ひとつの光景を透かす眼球が異なるだけで、こんなにも表情が変わる。
「そうだね」
僕は笑う。
教頭が小さな猫から青くなって逃げ出す様子を想像する。僕は軽蔑とともにそれを眺める。苦い嫌悪だけが腹の底に沈む。
僕とシリウスの感覚は酷く遠い。
昇降口に着く。
大時計を見ると、刻限まであと二分程だ。
「じゃあ、俺は先に行ってるから」
「うん」
シリウスは軽快に階段を上がっていく。僕は意味もなく鞄の中身を確認して、シリウスの背が見えなくなってからゆっくりと階段を上る。始業直前の廊下は静かで、人の気配はない。物陰を窺っても悪意の視線は見つからない。
僕がシリウスと関わるようになり、エレクトラが鎌風を起こして学校から姿を消した後、僕に対する悪戯の類はめっきり減った。
今、魔女の名を口にする者はいない。当事者であるテサドーラも学校に来なくなったことで、鎌風の一件はなかったもののように扱われている。
シリウスから聞いた所によると、授業中にエレクトラが開けた窓から鎌風が吹き込んできて、テサドーラだけが大怪我をしたらしい。その前日にテサドーラがエレクトラに罵声を吐いた事を、僕やその他数人も知っている。

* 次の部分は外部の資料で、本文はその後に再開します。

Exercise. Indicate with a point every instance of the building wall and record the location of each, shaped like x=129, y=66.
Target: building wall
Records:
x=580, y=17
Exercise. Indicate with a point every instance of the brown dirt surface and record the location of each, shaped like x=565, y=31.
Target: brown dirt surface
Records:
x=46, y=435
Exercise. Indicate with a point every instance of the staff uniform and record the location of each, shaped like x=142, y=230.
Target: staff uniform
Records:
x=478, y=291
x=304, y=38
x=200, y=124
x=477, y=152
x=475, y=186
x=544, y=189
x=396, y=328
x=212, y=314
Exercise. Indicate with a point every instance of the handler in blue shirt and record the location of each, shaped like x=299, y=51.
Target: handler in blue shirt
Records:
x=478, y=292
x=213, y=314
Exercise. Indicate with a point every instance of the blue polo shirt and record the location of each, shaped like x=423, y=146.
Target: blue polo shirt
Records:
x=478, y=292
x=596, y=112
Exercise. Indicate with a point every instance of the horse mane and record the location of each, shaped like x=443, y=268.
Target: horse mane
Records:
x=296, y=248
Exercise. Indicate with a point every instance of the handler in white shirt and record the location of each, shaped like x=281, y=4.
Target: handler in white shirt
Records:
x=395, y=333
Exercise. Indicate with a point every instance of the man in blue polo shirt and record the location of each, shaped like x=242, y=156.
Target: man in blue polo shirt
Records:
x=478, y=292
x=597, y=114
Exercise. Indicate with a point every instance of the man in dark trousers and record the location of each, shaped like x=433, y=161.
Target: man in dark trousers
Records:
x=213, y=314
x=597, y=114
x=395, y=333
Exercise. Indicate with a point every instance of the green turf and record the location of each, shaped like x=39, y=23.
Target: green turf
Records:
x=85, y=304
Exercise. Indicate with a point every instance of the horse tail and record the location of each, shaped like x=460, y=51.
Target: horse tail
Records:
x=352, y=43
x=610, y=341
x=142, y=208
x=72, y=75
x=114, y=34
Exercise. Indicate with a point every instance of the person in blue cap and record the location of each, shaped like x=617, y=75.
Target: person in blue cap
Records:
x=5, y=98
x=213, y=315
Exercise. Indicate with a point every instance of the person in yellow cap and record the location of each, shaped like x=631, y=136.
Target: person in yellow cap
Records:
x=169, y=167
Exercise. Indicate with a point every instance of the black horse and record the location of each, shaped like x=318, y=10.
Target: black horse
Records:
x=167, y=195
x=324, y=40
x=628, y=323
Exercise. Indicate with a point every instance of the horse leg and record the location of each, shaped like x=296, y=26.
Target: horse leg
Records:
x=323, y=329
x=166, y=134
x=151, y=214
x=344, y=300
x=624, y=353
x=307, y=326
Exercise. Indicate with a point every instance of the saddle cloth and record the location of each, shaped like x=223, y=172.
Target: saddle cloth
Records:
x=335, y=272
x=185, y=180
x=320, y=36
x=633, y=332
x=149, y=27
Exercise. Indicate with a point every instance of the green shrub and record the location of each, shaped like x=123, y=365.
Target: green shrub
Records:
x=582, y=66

なかったもののように扱われながらも、鎌風はここの住人の頭に強力な痕跡を残していった。
──魔女の力は本物だ、と。
下らない。そんな事も知らずに僕達を排斥していたのか。
魔女に対する住人の嫌悪は恐怖になった。だから今は、エレクトラを恐れて、僕に手を出す者はいない。
だが、それがいつまでも続くわけじゃない。
教室の後ろの扉を開ける。シリウスの机の周りに教室の三分の一程度が群がっている。シリウスが振り向き、僕を見て笑う。
「よおアルベール、おはよう」
「おはよう」
僕は小さく応じる。すると集団の中から疎らに挨拶が返ってくる。それが終わると、皆はそれぞれ僕のいない世界に戻っていく。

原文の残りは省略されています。